Los gritos atravesaban las impenetrables paredes y llegaban a sus oídos. Supo que eran los bárbaros mucho antes de que pisaran el suelo sagrado del templo. Se imaginaba las flechas volando hacia los cuerpos de sus allegados, las casas ardiendo, las espadas reluciendo con sangre sobre los cadáveres de sus compañeros... Una cosa estaba clara: si conseguían llegar hasta él, significaría que el resto de monjes habrían caído, y que ni él ni la llama podrían salvarse.

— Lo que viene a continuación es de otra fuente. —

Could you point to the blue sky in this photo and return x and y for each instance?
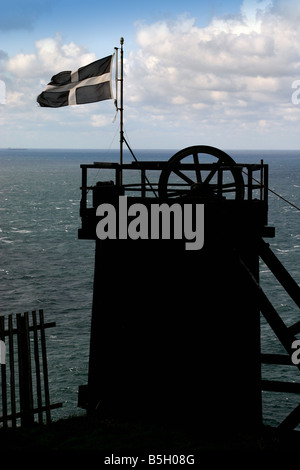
(196, 72)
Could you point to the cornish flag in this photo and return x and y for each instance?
(86, 85)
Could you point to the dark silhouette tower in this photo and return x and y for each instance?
(175, 333)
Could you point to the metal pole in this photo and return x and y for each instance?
(121, 111)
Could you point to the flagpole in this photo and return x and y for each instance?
(121, 111)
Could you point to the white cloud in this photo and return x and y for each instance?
(227, 80)
(238, 68)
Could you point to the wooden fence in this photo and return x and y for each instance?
(24, 370)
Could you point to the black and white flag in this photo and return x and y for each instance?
(86, 85)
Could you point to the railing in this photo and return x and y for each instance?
(141, 179)
(24, 376)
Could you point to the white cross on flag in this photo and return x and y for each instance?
(86, 85)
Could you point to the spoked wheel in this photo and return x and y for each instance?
(194, 172)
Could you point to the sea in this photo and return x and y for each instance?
(43, 264)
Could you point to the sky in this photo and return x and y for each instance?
(220, 73)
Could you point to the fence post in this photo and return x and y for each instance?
(26, 396)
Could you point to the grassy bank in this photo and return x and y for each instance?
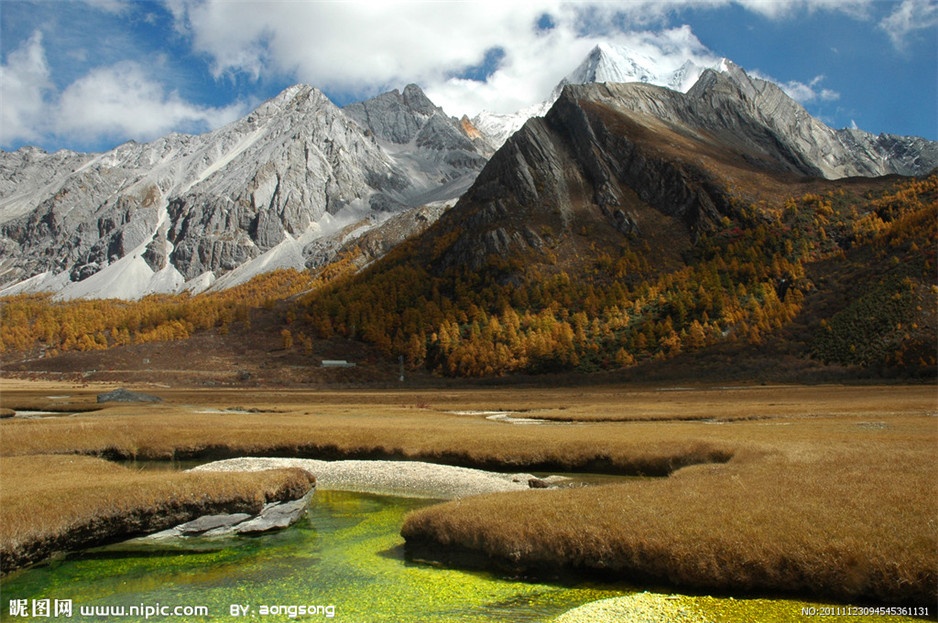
(52, 504)
(820, 490)
(832, 507)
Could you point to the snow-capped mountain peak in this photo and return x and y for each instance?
(677, 70)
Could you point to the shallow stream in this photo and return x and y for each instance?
(346, 560)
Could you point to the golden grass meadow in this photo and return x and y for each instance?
(817, 490)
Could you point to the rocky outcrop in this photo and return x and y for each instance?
(125, 395)
(149, 217)
(274, 516)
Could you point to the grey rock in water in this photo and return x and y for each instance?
(276, 516)
(212, 522)
(125, 395)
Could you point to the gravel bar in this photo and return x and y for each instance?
(401, 478)
(637, 608)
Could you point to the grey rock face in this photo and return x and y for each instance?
(274, 516)
(183, 205)
(125, 395)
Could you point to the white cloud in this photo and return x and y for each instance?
(115, 102)
(782, 9)
(362, 49)
(24, 83)
(910, 16)
(122, 101)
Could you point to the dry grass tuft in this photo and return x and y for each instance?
(823, 490)
(834, 507)
(62, 503)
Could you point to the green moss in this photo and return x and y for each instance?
(349, 554)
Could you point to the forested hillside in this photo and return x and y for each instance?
(845, 276)
(752, 277)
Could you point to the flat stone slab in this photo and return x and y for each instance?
(212, 522)
(274, 516)
(125, 395)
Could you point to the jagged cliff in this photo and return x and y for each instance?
(184, 210)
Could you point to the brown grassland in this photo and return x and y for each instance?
(51, 504)
(824, 490)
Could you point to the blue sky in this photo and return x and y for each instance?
(90, 74)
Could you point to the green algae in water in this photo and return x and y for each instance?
(347, 554)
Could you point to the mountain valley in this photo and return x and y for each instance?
(630, 225)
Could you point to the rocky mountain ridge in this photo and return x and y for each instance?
(299, 180)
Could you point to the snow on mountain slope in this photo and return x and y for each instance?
(676, 70)
(182, 211)
(279, 187)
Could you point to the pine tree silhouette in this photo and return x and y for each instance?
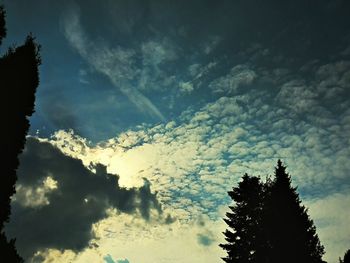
(289, 230)
(268, 223)
(346, 258)
(245, 240)
(19, 79)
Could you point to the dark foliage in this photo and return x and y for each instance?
(2, 24)
(245, 242)
(290, 231)
(269, 224)
(346, 258)
(18, 80)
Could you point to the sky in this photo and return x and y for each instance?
(148, 112)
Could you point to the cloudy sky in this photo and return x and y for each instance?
(148, 112)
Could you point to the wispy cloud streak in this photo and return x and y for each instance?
(115, 63)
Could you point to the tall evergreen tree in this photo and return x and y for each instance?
(245, 240)
(268, 223)
(289, 230)
(19, 79)
(346, 258)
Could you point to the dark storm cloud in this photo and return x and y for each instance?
(81, 199)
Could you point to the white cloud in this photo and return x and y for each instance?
(192, 161)
(238, 76)
(116, 63)
(35, 196)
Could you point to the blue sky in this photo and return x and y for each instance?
(182, 98)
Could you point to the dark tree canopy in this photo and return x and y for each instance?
(346, 258)
(19, 80)
(290, 231)
(269, 224)
(244, 244)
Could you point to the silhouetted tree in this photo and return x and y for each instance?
(269, 224)
(290, 232)
(346, 258)
(19, 79)
(245, 240)
(2, 24)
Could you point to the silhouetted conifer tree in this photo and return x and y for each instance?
(2, 24)
(289, 230)
(19, 79)
(268, 224)
(346, 258)
(245, 240)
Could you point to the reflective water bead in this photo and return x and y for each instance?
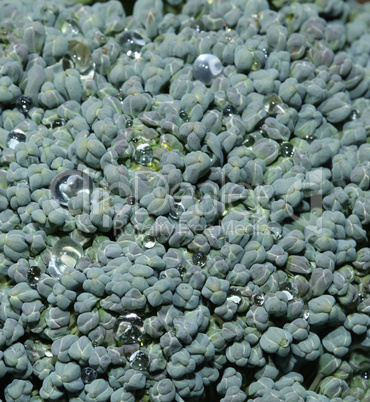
(235, 299)
(15, 137)
(273, 104)
(33, 276)
(276, 230)
(229, 110)
(287, 149)
(131, 200)
(69, 184)
(183, 115)
(79, 57)
(24, 103)
(149, 241)
(355, 115)
(143, 154)
(66, 253)
(289, 288)
(361, 298)
(249, 141)
(126, 332)
(365, 375)
(58, 123)
(310, 138)
(206, 67)
(176, 210)
(69, 27)
(258, 299)
(88, 375)
(139, 360)
(199, 259)
(256, 64)
(182, 270)
(131, 44)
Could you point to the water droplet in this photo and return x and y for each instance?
(79, 57)
(66, 253)
(249, 141)
(273, 104)
(149, 241)
(176, 210)
(355, 115)
(256, 64)
(229, 110)
(24, 103)
(131, 44)
(70, 27)
(276, 230)
(206, 67)
(88, 375)
(235, 299)
(287, 149)
(139, 360)
(365, 375)
(143, 154)
(310, 138)
(33, 276)
(58, 123)
(182, 270)
(48, 352)
(289, 288)
(69, 184)
(131, 200)
(128, 329)
(183, 115)
(199, 259)
(258, 299)
(15, 137)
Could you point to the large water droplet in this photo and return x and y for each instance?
(69, 27)
(176, 210)
(273, 104)
(287, 149)
(143, 154)
(139, 360)
(289, 288)
(128, 329)
(229, 110)
(199, 259)
(88, 375)
(66, 253)
(249, 141)
(365, 375)
(33, 276)
(24, 103)
(276, 230)
(131, 200)
(355, 115)
(131, 43)
(206, 67)
(15, 137)
(183, 115)
(149, 241)
(58, 123)
(258, 299)
(79, 57)
(69, 184)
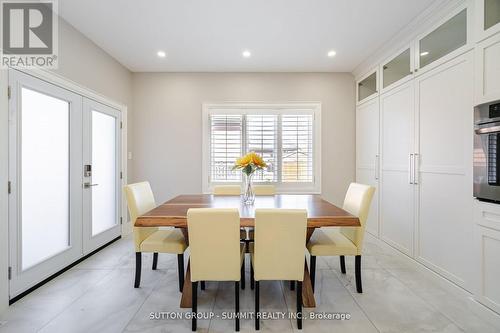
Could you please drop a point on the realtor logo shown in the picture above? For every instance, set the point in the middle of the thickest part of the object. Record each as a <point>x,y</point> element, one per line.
<point>29,33</point>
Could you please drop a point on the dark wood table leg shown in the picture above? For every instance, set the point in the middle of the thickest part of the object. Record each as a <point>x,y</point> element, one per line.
<point>186,301</point>
<point>307,293</point>
<point>187,290</point>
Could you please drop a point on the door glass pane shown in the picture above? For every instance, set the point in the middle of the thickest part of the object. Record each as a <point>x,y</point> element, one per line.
<point>397,68</point>
<point>367,87</point>
<point>446,38</point>
<point>44,176</point>
<point>103,172</point>
<point>491,13</point>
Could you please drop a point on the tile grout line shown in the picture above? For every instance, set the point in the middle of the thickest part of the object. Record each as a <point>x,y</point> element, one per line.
<point>286,304</point>
<point>426,302</point>
<point>356,301</point>
<point>76,299</point>
<point>144,301</point>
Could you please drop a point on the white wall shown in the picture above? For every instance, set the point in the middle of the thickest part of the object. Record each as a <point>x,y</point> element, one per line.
<point>84,63</point>
<point>167,122</point>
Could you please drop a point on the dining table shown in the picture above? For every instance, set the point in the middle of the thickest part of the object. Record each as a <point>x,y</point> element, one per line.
<point>320,213</point>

Se arrodilló ante el fuego sagrado, el máximo símbolo del poder y el conocimiento de su pueblo, y, como en las últimas veces que había repetido el fatigoso ritual, se sintió cansado. Llevaba siglos sirviendo a la llama, y ya no recordaba la última vez que había visto la luz del sol. Le habían otorgado el honor de ser el protector del futuro de todos por toda la eternidad, a cambio de absolutamente nada. ¿Le había merecido lla pena? La verdad era que no, que se arrepentía de no haber huido a tiempo de sus responsabilidades.
Los salvajes aullidos cada vez estaban más cerca. Ni si quiera la llama podría proteger el portón de las embestidas bárbaras. Y tomó una decisión, la mejor decisión de su vida. Aquello que lo movía no era cobardía, sino agotamiento. Ya no servía para hacer su trabajo, no era el joven que entró al templo, quinientos años atrás, a servir al corazón de un pueblo. Su tiempo había acabado.
Los bárbaros quedaron impresionados cuando alguien abrió el inamovible portón desde dentro. De él salió un joven, de no más de veinte años, que pasó entre ellos y se fue alejando, poco a poco, mientras las marcas de la vejez lo consumían, hasta que su momificado cadáver cayó frente a la fachada del templo.